By now, you may have heard that on Thursday, the European Central Bank shifted to a negative interest-rate policy for deposits.

That news may have prompted two thoughts: 1) Isn't that crazy? 2) Who cares what happens in Europe?

These questions have answers. But first, some background:

The European Central Bank's mission is to promote price stability and steady growth. So the ECB policymakers adjust interest rates in ways that can help keep wages and prices moving along on a very gentle upward slope.

Since the Great Recession slammed into Europe more than five years ago, that goal has been hard to achieve. With unemployment still so high in so many countries, European employers have not seen any need to raise wages to keep or attract workers.

And at the same time, consumers haven't had much money to spend, so prices have been depressed. When prices start falling, consumers hold back even more on their spending, waiting for goods to keep getting cheaper. This deflationary pattern can create a downward spiral for the whole economy.

Right now, inflation is running at around 0.5 percent in the euro area, approaching stall speed. So the ECB is determined to get the economy moving fast enough to get wages and prices to perk up too.

That brings us to Thursday's announcement. The ECB said that from now on, if a bank wants to deposit surplus cash with the central bank, it won't earn any interest. In fact, the bank will actually have to pay the ECB for the privilege of parking its cash.

That seems to turn the whole lending process on its head. Traditionally, when you deposit money, you earn interest, which seems to rank up there with the sun-rises-in-the-East rule.

By moving to negative interest rates on deposits, the ECB is pushing banks to stop hoarding surplus cash.
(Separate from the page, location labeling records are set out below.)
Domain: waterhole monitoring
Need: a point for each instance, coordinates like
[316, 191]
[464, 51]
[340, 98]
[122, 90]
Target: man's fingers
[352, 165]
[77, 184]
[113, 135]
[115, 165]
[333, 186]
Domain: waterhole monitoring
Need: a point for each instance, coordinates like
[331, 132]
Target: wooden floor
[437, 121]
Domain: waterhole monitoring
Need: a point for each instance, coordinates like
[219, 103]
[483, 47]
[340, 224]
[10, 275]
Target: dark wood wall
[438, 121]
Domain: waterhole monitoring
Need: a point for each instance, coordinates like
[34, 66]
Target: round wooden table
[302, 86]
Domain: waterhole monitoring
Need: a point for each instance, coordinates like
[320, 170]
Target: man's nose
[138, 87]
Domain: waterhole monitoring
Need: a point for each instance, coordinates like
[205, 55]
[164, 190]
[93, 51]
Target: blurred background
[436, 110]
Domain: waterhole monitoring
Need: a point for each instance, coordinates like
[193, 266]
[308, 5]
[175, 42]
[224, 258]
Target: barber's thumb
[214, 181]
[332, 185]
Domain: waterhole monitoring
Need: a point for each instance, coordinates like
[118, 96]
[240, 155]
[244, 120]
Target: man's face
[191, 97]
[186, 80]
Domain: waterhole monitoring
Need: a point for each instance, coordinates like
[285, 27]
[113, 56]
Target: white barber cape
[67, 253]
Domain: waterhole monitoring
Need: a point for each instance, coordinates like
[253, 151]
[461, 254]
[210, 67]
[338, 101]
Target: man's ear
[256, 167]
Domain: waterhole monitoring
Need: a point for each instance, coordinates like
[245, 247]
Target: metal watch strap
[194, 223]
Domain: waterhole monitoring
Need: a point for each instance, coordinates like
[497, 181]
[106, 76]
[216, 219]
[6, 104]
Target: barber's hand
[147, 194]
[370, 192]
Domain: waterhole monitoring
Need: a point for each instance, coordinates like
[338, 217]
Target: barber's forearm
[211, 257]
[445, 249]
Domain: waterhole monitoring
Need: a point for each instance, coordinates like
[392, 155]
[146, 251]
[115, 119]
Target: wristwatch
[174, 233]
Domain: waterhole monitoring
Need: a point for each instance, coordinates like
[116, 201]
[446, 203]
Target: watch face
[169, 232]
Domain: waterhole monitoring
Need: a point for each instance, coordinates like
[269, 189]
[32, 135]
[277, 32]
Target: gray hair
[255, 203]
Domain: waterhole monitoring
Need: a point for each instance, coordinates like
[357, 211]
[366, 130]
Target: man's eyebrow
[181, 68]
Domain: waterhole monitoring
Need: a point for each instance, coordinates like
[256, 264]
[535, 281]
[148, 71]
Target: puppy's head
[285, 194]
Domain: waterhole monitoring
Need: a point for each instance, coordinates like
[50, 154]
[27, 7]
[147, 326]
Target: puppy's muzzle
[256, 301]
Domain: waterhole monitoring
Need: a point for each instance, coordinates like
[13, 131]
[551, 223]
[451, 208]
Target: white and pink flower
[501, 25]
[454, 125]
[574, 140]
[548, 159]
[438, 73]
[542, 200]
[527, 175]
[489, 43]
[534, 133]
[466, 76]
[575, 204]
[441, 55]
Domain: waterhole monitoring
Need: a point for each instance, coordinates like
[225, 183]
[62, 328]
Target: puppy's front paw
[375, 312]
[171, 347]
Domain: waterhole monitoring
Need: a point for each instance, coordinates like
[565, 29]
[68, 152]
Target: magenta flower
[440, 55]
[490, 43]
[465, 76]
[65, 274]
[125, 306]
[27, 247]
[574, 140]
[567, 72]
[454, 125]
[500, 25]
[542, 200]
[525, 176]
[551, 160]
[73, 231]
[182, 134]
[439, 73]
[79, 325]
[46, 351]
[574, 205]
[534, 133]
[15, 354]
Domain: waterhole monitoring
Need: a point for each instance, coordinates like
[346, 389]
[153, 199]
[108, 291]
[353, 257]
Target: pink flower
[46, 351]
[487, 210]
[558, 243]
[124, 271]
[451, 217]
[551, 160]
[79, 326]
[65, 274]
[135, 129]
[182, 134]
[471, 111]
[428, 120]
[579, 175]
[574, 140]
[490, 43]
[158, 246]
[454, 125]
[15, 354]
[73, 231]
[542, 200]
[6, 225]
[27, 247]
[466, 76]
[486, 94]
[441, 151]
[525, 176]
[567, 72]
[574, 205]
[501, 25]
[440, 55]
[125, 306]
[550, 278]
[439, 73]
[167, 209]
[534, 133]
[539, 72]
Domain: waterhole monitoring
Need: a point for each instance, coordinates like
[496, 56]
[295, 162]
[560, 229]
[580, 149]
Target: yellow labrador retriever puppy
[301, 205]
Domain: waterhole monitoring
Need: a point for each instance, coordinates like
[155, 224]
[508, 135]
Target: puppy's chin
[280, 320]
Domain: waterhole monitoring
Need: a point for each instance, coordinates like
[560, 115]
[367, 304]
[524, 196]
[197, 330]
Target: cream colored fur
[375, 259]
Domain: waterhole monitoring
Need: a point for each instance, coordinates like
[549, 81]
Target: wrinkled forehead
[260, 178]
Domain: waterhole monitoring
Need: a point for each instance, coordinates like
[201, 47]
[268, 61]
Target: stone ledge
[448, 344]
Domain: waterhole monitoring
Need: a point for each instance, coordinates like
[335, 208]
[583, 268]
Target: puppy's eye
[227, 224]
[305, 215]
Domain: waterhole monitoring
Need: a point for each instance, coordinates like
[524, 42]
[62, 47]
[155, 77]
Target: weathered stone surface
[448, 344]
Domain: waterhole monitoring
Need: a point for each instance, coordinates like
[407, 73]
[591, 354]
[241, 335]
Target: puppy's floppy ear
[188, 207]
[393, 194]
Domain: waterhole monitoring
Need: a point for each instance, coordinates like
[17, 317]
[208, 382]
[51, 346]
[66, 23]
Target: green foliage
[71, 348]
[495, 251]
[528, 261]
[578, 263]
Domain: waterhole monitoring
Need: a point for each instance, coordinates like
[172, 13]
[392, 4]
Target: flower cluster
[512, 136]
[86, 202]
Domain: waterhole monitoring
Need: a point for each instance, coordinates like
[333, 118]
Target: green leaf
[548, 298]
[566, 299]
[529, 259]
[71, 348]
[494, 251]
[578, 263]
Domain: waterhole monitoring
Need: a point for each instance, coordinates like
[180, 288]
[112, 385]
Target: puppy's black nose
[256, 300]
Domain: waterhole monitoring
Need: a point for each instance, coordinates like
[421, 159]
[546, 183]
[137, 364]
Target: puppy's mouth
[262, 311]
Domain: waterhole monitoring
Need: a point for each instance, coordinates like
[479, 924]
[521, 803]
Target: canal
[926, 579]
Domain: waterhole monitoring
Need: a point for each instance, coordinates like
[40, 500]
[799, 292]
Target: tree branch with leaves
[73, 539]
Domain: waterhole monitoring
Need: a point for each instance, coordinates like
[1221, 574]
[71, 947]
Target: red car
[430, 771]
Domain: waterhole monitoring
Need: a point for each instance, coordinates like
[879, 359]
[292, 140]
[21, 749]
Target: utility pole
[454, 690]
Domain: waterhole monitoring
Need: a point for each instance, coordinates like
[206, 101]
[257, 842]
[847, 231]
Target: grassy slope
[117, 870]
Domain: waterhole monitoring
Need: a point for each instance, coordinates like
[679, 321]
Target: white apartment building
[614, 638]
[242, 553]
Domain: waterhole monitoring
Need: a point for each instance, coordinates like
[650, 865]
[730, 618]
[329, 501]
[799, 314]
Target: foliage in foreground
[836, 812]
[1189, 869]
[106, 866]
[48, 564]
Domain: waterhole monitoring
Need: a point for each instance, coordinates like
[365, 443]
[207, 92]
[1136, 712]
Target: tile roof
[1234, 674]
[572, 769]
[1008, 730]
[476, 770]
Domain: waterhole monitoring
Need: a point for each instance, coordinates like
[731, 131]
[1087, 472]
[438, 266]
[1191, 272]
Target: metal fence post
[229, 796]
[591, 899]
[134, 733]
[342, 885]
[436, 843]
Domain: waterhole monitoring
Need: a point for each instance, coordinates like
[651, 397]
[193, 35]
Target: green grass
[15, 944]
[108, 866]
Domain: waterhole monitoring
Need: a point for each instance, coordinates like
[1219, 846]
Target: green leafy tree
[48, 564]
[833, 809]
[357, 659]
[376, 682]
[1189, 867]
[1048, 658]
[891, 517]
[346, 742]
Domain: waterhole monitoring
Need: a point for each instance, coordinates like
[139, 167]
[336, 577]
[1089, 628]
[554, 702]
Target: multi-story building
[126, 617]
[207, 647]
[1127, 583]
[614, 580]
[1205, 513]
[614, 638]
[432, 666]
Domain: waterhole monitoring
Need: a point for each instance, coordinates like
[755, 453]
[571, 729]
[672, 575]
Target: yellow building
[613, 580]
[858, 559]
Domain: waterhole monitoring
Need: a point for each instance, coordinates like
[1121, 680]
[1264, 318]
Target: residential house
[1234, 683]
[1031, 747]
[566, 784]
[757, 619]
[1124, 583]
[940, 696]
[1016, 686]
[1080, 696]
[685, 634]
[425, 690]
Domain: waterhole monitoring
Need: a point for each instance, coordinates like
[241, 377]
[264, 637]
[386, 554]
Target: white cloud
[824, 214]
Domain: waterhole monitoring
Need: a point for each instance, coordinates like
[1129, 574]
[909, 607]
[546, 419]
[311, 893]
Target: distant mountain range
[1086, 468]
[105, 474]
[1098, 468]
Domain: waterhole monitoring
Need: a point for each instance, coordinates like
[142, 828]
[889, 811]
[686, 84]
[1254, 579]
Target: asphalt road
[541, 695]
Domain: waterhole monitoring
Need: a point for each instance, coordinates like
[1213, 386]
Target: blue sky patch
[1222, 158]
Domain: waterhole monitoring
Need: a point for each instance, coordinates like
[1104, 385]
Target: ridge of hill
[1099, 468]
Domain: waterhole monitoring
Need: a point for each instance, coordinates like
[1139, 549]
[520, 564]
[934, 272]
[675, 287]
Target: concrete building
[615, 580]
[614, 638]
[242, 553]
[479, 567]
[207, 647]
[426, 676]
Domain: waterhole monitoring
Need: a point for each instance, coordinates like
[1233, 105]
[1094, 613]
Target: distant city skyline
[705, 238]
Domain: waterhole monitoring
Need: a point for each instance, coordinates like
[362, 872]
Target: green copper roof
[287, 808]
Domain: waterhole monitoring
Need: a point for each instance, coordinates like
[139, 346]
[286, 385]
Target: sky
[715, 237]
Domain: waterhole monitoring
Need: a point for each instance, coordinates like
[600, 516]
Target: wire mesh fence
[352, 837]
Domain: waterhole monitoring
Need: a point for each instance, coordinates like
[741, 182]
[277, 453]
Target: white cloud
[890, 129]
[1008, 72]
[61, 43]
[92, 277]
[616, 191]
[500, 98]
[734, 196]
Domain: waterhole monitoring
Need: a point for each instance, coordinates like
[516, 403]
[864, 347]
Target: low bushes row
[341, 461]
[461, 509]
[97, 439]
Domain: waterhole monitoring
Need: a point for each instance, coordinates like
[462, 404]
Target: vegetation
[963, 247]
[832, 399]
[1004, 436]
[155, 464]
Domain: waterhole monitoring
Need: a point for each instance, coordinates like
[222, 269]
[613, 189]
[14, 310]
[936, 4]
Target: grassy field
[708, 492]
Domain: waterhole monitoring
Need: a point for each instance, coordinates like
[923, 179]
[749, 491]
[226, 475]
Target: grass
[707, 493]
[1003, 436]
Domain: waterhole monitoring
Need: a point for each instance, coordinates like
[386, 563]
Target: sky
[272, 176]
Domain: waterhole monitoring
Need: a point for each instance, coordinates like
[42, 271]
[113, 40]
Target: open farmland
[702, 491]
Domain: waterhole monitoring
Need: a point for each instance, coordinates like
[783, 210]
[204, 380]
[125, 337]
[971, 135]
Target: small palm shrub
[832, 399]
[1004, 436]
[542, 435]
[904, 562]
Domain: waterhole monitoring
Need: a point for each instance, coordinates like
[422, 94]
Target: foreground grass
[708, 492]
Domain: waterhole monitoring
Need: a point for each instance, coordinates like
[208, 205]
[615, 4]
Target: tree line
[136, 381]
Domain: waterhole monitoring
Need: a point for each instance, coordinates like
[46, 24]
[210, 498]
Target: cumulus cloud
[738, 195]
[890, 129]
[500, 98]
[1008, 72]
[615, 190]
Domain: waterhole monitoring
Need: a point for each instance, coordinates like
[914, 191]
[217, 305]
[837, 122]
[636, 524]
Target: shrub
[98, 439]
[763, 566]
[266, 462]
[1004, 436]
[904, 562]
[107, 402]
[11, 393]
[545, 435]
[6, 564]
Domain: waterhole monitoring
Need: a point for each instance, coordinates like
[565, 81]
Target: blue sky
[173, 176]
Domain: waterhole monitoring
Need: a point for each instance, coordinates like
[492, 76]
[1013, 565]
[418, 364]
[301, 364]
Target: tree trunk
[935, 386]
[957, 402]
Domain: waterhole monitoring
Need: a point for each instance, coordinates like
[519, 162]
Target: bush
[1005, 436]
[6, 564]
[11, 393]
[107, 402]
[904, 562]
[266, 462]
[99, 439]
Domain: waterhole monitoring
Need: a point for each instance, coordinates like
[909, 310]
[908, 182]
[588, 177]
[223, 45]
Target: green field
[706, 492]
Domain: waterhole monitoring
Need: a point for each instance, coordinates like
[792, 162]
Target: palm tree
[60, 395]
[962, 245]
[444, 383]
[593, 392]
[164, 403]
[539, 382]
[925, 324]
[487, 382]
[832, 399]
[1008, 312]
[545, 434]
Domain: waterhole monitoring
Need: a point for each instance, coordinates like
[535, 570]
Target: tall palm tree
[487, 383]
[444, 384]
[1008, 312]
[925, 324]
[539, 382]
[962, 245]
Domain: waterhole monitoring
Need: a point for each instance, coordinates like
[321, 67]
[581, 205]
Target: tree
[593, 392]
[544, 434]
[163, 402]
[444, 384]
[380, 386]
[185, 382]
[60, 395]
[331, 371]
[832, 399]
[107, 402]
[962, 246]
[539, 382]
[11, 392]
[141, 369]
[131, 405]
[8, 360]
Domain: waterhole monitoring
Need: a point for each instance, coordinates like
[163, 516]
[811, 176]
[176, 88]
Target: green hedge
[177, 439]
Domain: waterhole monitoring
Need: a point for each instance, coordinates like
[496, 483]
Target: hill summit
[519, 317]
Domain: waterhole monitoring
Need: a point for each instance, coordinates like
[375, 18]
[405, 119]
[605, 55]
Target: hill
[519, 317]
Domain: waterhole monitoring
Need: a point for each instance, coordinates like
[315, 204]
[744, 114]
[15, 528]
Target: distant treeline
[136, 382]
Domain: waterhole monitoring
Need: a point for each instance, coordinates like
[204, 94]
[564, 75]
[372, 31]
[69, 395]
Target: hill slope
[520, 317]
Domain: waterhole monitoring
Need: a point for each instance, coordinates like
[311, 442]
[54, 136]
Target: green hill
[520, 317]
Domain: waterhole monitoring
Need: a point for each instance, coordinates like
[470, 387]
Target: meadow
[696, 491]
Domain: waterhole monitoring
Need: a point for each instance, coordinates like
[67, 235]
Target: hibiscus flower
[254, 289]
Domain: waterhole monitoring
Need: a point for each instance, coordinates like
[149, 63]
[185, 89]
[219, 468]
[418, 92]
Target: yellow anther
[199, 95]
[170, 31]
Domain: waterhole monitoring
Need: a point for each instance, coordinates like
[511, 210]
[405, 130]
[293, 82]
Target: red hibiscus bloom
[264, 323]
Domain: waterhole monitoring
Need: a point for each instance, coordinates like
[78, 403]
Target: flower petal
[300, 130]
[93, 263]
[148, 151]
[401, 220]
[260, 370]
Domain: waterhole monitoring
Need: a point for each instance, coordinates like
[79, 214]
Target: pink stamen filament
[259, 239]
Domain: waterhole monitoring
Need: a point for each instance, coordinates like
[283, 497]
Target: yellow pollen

It wants banks to lend that money to businesses to fund plant expansions, or to consumers for a new cars or homes.

In other words, the ECB is insisting that banks get money circulating in the real economy, not piling up in vaults.

But there's another reason for this negative-rate strategy. The ECB wants to push down eurozone interest rates in general to make it a less attractive place for global investors to put their cash.

As those investors move their money over to the United States in search of higher interest rate returns, the euro will get weaker and the dollar stronger. In fact, that's exactly what happened after the ECB announcement: The value of the euro slid against the dollar, down to a four-month low of about $1.35. That is well below the 2 1/2-year high of about $1.40.

A weaker euro would help European manufacturers sell their goods for less in the global marketplace.

And that was exactly the point. The ECB's action was intended "to be a signal that the euro's value has been way too high," said Alexander Privitera, director of the economics program at the American Institute for Contemporary German Studies.

While a weaker euro could make life a bit tougher for U.S. exporters in the short term, it could help revive the European economy — and that ultimately would create a healthier European market for U.S. goods and services.

"On balance, it would be good for the United States if Europe's economy strengthens," Privitera said.

Robert Kahn, a fellow at the Council on Foreign Relations, was more skeptical about the likelihood of reviving the European economy. "These moves will be largely ineffective," he said.

Kahn says the ECB needs to take much more aggressive actions, similar to those taken by the U.S. Federal Reserve. That would involve massive asset purchases to create more liquidity in financial markets, he said.

But most economists cheered the ECB action.

"This is a long overdue step and signals that the ECB may finally be taking seriously the dangerous consequences of deflation," Cornell University economics professor Steven Kyle said in a statement. "It certainly shows a clear break with past attitudes and should be applauded."

So, to answer those two questions originally posed:

1) Pushing interest rates to less than zero is a little crazy, but for Europe, it just might work.